一个泰山压顶,韩泽玉砸在了苏时恩的背上,魔音贯耳般的念叨着:“走吧!走吧!你都升官了,总得给别人一个光明正大送钱的机会呀!”
这脸皮的厚度,苏时恩表示望尘莫及。
“三年前咱俩就捞过一把,这次苏王氏肯定有防备,不容易得手。”
韩泽玉相当自信,拍着胸脯表示:“山人自有妙计。”
苏时恩拿他没辙,只能选择同流合污,狼狈为奸。
其实韩泽玉还真没说错,苏家人正等着他回去开祠堂,敬告祖先呢!
苏云竹的相公在洛祁书院读书,正巧得知韩泽苍成亲,便来随了礼金。
张耀祖中了举人,但名次特别低,他自知考不中进士,便也没去京城赶考。
韩泽玉认识张耀祖,当时还跟他聊了几句。
张耀祖问他们回不回老家,韩泽玉斩钉截铁的说要回去摆宴庆祝。
大话都放出去了,苏时恩作为主角怎么能缺席呢!
苏云松跟田大人家的小女儿成亲,到场宾客都随了不菲的礼金。
一是恭喜二人成婚,二是苏云松做官了,他们理应有所表示。
哪曾想苏时恩杀回来了,广发请帖,邀请大家去苏府,说白了就是坐等收钱。
收到请帖的众人都惊呆了,苏家的长子这是得了多大的造化?
已经跟浸淫官场二十余载的田大人平级了。
饭得去吃,礼也得送,能收到请柬已经是人家给面子了。
要不说还是古人可爱呢,特别会跟自己和解,都用不着当事人解释,他们就自行脑补,填充了剧情。

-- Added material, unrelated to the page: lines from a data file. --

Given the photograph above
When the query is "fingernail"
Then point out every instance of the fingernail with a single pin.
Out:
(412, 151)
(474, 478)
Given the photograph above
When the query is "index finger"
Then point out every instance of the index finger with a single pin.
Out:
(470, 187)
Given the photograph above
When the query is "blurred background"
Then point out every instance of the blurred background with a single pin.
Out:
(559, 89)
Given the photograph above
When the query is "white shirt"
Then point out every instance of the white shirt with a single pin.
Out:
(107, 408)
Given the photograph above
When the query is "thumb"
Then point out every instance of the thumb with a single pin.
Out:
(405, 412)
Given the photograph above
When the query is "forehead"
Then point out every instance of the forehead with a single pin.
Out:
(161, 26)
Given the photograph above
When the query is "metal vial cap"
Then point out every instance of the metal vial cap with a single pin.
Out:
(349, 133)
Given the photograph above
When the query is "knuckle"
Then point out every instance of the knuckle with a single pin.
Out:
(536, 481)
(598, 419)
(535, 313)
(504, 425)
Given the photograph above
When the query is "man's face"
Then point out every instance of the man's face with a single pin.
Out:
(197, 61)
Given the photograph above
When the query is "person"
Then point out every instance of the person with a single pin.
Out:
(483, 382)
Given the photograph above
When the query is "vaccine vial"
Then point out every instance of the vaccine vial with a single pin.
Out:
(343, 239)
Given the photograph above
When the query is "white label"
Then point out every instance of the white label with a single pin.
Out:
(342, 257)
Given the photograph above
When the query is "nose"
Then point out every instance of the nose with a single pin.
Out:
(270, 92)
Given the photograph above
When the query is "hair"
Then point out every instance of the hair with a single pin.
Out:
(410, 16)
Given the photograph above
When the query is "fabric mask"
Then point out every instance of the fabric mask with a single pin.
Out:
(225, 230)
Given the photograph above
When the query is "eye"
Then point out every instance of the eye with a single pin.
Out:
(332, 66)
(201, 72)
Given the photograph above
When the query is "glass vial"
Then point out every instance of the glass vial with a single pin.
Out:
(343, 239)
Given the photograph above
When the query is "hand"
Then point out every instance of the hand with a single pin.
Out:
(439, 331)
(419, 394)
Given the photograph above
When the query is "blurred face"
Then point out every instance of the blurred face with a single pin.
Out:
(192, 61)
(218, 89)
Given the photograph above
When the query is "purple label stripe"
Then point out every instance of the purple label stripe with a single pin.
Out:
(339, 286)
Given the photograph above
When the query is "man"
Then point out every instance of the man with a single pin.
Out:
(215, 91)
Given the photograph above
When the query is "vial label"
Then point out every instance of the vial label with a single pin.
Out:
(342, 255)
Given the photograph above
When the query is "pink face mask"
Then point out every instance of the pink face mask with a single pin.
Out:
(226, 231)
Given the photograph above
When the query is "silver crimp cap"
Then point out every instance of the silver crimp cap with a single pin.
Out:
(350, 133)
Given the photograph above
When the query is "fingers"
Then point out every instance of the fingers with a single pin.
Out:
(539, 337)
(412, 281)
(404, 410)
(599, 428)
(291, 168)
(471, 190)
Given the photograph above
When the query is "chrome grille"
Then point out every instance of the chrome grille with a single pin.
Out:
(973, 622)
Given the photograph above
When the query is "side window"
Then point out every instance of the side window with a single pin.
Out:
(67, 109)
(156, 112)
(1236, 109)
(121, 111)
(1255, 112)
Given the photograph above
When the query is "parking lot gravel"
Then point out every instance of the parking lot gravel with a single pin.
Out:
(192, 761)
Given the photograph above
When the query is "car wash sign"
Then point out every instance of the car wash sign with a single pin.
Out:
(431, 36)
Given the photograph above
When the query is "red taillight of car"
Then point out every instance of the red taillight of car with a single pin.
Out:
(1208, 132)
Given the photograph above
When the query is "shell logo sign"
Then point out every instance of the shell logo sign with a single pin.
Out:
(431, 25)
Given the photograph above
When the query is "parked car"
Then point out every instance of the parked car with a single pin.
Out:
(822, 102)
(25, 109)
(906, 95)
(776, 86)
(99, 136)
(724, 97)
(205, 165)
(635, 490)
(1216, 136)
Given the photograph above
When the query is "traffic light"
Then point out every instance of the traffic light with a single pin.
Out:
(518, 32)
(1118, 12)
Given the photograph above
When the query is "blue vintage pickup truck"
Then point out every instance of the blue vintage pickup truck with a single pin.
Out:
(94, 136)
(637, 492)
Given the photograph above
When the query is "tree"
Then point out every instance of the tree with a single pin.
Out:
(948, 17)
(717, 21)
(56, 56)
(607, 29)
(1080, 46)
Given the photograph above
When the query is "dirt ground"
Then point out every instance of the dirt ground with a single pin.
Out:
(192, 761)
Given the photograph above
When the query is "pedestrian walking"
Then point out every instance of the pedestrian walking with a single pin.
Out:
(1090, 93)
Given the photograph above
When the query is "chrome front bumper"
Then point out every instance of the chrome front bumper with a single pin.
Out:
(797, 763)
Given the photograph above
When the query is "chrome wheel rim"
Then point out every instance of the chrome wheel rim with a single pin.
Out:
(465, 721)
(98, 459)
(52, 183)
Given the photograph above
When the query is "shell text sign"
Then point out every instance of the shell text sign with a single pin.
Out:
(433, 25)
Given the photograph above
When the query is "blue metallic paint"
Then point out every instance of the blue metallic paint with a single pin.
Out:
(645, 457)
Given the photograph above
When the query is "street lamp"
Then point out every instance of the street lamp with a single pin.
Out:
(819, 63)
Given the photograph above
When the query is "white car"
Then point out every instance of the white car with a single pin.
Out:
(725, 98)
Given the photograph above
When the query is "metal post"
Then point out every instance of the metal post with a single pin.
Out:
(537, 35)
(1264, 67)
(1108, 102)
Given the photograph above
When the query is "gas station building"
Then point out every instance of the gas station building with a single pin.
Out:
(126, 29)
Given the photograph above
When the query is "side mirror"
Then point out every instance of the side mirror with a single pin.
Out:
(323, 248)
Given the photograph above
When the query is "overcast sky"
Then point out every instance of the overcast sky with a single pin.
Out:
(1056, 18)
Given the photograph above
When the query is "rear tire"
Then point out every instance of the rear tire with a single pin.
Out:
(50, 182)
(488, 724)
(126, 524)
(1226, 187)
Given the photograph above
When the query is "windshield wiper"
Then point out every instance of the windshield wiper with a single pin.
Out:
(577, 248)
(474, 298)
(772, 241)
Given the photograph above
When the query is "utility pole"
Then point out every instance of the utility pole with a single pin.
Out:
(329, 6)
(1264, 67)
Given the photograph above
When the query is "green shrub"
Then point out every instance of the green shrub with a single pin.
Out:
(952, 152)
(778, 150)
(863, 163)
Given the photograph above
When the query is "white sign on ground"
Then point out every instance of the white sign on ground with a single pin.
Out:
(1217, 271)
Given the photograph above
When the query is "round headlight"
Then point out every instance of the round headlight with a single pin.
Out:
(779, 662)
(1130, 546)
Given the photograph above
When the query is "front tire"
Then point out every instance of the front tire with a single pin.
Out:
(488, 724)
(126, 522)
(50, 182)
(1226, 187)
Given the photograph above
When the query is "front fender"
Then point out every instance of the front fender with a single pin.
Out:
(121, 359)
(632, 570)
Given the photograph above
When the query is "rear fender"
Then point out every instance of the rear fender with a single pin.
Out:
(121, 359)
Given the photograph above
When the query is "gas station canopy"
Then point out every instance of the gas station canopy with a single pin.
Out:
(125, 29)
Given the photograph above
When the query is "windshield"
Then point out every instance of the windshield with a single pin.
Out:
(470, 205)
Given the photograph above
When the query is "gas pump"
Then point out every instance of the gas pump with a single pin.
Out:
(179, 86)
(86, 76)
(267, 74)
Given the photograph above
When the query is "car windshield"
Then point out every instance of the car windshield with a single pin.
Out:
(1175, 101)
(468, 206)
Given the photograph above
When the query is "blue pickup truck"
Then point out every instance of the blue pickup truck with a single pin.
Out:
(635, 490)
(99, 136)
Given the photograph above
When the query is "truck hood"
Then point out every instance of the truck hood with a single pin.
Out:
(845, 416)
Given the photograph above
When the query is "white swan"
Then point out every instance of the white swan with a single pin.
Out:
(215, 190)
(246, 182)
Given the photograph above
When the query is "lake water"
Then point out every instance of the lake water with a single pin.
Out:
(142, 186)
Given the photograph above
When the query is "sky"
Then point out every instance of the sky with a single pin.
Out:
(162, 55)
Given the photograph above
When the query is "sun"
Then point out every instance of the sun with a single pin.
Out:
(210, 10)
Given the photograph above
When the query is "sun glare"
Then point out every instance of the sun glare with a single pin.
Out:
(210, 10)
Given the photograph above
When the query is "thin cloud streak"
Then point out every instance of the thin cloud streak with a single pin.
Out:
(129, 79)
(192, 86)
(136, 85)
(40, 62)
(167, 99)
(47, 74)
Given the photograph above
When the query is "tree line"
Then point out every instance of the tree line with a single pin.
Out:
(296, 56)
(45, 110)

韩泽玉看着宴请名单,终于体会到了那些反复结婚、离婚、复婚、再婚之人的快乐。
苏王氏郁闷至极,上次这两个家贼卷款潜逃,她们这三年陆陆续续的回了一部分礼金,唯一值得庆幸的,就是那些钱都是苏万里掏的。
这次为了防止历史重演,苏王氏特意找到两位可靠的账房先生,让他们收钱记账,力求一个铜板都不能进到韩泽玉口袋里。
韩泽玉不在乎苏王氏用什么招数,反正一力降十会,他都能给破解掉。
宴会开始前,一行人先去苏家祠堂祭拜。
苏时恩荣升六品通判,在两位族老的见证之下,不仅享受了嫡子的待遇,更是给他单开了一页族谱。
趴在房顶偷看的韩泽玉唏嘘不已,毁灭吧,这看人下菜碟的世界!
他都不敢想象,若是苏时恩能位列朝堂,苏家不得给他单开一本族谱呀!
再大胆的预测一番,假如苏时恩成为三品大员,他估计苏家族谱的封面都得用上苏时恩的画像。
众人离开祠堂后,韩泽玉也换了身衣服,毕竟上岗要穿工作服。
三年前的苏家是风头无两,三年后的苏家已是风光无限。
到场宾客不无感慨,苏家祖坟莫不是埋在风水宝地,又冒了青烟,不然怎么能保佑子孙后代都成才呢?
苏时恩依旧谦虚内敛,礼数周全,接人待物很是得体。
瞧瞧人家苏大少,要不人家能官运亨通呢!做人做事都是滴水不漏。
苏时念眼泪汪汪,弟弟真出息,那可是六品官呐!
王通也是艳羡不已,他都进入而立之年了,才凭借小舅子留下的秘笈考中秀才。
举人离他实在是太遥远了,他这辈子也就这样了,秀才就挺好的,最起码能免除徭役跟赋税。
赵岩落榜后,也没多做停留,跟苏时恩一行人是前后脚到达的青山县。
听说了苏时恩荣升为通判后,他的心里除了羡慕外,还有着强烈的不甘。
孙家理所当然的收到了请柬,本不需要赵岩到场,可他偏偏自虐的非得来看。
他想来看看意气风发的苏时恩,从而激发出斗志。
其实他还想看看韩泽玉,看看他现在的样子,看看他过的好不好……
可好与不好又能如何?迟来的深情比草贱,韩泽玉都不拿正眼瞧他。
赵岩黯然离场,心中怅然若失。
韩泽玉翻个白眼,这人有病吧!
查钱、记账、装箱,动作一气呵成,二人配合默契。
苏时恩在后面谈笑风生,韩泽玉跟铁柱在前面奋力敛财。
等到苏王氏好不容易腾出手来,到前面视察情况。
结果就发现她家的两位账房先生分立两侧,竟是被人鸠占鹊巢了。
再看记账的桌前坐着的人,不正是韩泽玉跟铁柱嘛!
好好好,一个六品安人,一个七品校尉,阖府上下谁敢惹他们?
苏王氏心累的摆摆手,让两名账房先生退下,毕竟在旁边杵着也没用。
不是她大意失荆州,而是贼子太过狡诈。